Franklin visited the Irish parliament at College Green, and was granted the honour of sitting in the chamber of the parliament alongside the elected Irish parliamentarians. To Franklin, this was “a mark of respect for our country.” It should be noted that the Irish parliament of the time was off-limits to the Catholic majority in Ireland, and was an entirely Anglican assembly, something later parliamentarians would seek unsuccessfully to reform. Franklin wrote of the parliament on College Green, telling Cushing:
Before I left Ireland I must mention that being desirous of seeing the principal Patriots there, I stayed till the Opening of their Parliament. I found them disposed to be friends of America, in which disposition I endeavored to confirm them, with the expectation that our growing weight might in time be thrown into their scale, and, by joining our interest with theirs, might be obtained for them as well as for us, a more equitable treatment from this Nation. There are many brave spirits among them, the gentry are a very sensible, polite and friendly people. Their Parliament makes a most respectable figure, with a number of very good speakers in both parties, and able men of businesses.

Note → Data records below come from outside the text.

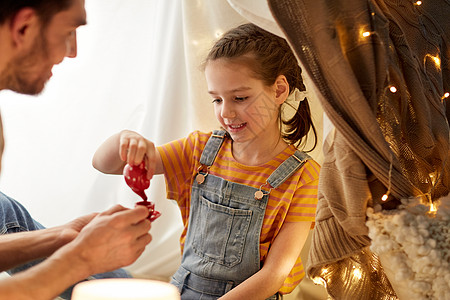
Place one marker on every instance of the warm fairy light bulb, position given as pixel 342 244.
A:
pixel 357 273
pixel 433 207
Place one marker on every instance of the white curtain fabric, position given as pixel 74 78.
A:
pixel 137 68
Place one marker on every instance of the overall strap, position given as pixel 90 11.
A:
pixel 212 147
pixel 287 168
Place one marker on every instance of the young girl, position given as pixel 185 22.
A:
pixel 247 195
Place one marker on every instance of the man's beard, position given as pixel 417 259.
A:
pixel 20 74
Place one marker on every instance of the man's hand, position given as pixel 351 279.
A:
pixel 112 239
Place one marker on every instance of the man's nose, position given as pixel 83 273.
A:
pixel 71 45
pixel 228 111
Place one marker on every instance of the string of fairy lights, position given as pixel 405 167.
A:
pixel 393 89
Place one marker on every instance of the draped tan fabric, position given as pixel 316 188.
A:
pixel 382 69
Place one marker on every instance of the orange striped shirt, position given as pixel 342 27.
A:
pixel 294 200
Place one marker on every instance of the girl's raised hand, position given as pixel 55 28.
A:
pixel 134 148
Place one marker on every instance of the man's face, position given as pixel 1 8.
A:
pixel 31 69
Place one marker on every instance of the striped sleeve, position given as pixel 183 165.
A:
pixel 180 158
pixel 304 201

While in Ireland, Franklin spent three days at Hillsborough, County Down. He was a guest to Lord Hillsborough, the Colonial Secretary and a political opponent (frequently described as a nemesis) who he had encountered in Dublin. Walter Isaacson in his biography of Franklin writes that this was an “astonishingly friendly visit”, with Franklin writing to Cushing that he believed Hillsborough was not genuine in his friendliness but rather “he apprehended an approaching storm and was desirous of lessening beforehand the number of enemies he had so imprudently created.”
Franklin traveled on from Ireland to Scotland, where he was again shocked by an intensely poor peasantry. Following his trip to Scotland and Ireland he returned to London, though he returned to the United States in March 1775. The rest, as they say, is history.
In 1977, the American Ambassador presented a bust of Benjamin Franklin to the Bank of Ireland to commemorate the visit. Speaking at the unveiling of the bust, the Ambassador (Walter J.P Curley) noted that
Franklin’s friendship for Ireland was no fleeting whim. He had said “You have ever been friendly to the rights of mankind and we acknowledge with pleasure and gratitude that your nation has produced patriots who have nobly distinguished themselves in the cause of humanity and America.”